The problem here is that districts are not neatly embedded in media markets. Media markets often cross state borders and they are not crafted based on political boundaries. Sometimes a congressional district is located in two media markets. In other words, we do not have a neatly nested situation in which voter is nested within congressional district nested within the DMA. But, that doesn’t mean nesting at both levels is irrelevant. We might estimate something like

\[ \begin{eqnarray} pr(y_{i}=1)=logit^{-1}(b_{0,j}+b_{1,k}+b_{2}x_{i})\\ b_{0,j}=\omega_0+\omega_1 x_j +e_{2,j}\\ b_{1,k}=\phi_0+\phi_1 x_k +e_{3,k}\\ \end{eqnarray} \]

\(\bullet\) Again, there is not an estimated \(e_{1,i}\) because this is fixed at the first stage logit regression.
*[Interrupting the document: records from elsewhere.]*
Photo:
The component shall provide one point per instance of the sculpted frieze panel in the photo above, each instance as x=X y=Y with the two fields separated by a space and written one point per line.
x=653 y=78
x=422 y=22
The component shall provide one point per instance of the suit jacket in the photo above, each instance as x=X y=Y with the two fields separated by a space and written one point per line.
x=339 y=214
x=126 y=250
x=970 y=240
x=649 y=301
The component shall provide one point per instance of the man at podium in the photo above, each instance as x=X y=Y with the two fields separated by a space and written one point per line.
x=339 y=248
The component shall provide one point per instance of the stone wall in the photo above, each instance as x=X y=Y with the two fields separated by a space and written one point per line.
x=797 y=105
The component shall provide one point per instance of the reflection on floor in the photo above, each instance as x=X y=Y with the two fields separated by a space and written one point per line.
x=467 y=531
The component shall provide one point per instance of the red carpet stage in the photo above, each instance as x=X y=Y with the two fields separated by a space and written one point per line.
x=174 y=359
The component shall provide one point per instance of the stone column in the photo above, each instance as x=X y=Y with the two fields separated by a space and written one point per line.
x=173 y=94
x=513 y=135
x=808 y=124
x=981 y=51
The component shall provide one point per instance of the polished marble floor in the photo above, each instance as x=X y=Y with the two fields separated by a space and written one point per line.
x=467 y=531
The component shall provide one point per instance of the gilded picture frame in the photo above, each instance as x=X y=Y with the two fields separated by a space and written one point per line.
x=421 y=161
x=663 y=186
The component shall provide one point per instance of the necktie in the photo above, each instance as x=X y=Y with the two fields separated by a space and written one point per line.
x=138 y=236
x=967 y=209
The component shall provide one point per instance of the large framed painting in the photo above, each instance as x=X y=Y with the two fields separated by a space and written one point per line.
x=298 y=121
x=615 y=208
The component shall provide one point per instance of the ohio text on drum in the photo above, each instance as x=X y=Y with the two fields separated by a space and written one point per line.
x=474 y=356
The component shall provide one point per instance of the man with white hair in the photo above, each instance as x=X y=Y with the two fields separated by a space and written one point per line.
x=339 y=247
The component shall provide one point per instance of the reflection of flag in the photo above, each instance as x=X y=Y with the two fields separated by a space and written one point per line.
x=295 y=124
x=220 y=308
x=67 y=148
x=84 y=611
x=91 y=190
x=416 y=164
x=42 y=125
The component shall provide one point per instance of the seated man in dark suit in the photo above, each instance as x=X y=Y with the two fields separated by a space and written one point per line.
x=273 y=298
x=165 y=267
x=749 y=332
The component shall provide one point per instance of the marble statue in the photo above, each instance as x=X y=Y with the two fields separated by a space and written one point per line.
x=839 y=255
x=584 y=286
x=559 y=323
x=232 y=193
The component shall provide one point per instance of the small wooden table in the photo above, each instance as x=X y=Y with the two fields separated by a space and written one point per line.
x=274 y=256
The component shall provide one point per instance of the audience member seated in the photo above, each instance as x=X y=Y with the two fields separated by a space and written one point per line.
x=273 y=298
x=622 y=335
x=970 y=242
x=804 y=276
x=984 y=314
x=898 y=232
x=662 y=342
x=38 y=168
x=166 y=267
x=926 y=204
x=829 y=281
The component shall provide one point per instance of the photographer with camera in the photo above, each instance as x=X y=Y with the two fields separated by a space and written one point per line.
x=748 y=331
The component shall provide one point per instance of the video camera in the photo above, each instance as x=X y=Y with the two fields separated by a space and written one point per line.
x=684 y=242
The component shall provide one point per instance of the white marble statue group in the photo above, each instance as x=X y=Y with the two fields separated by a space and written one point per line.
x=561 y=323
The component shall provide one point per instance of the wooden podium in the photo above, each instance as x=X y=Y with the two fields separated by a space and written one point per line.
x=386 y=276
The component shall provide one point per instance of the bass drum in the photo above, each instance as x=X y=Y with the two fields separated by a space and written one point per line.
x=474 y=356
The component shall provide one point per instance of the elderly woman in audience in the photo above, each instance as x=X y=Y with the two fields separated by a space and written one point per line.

\(\bullet\) \(b_{2}\) represents the ``within cluster’’ effect of x on y.

\(\bullet\) \(\omega_1\) represents the media market (J) aggregated effect of \(x\) on \(y\).

\(\bullet\) \(\phi_1\) represents the congressional district (K) aggregated effect of \(x\) on \(y\).

\(\bullet\) \(e_{2,j}\) and \(e_{3,k}\) represent the errors across media markets and congressional districts, respectively.

When we encounter levels of clustering that are non-nested, this is referred to a \(\textbf{cross classified}\) model. The above example is cross-classified by media market and district.

A \(\textbf{three level}\) multilevel model has two levels of clustering that are nested. For instance, let’s assume we are looking at individual level data, predicted from congressional district level data, and state level demographic data. Here, we have three levels of clustering – individuals nested within congressional districts, which are nested within states. Now,

\[\begin{eqnarray} pr(y_{i}=1)=logit^{-1}(b_{0,j}+b_{1,k}+b_{2}x_{i})\\ b_{0,j}=\omega_{0,k}+\omega_1 x_j +e_{2,j}\\ \omega_{0,k}=\phi{0}+\phi x_k +e_{2,k}\\ \end{eqnarray}\]

I find it most intuitive to just write this as a single equation.

\[pr(y_{i}=1)=logit^{-1}(\phi{0}+\phi x_k+\omega_1 x_j +b_{1,k}+b_{2}x_{i} +e_{2,k}+e_{2,j}\]

The model looks somewhat similar to the cross-classified model, but the data are no longer cross classified. Again, we have two higher level errors to estimate.

11.6 Summary

I’ve started this section of the class from a more theoretical level, in order to demonstrate the general flexibility of this modeling approach. It’s always worthwhile to sit down and write out exactly what you would like to estimate, before actually estimating a multilevel model. This is why I’ve introduced so many variations of the same thing. As I’ve suggested, the multilevel model is useful in the following circumstances: (1) our data are hierarchically structured, (2) we wish to model relations at multiple levels, (3) we are concerned about correlated errors, due to “clustering” in either time or space, and (4) we anticipate heterogeneity in covariate and/or treatment effects.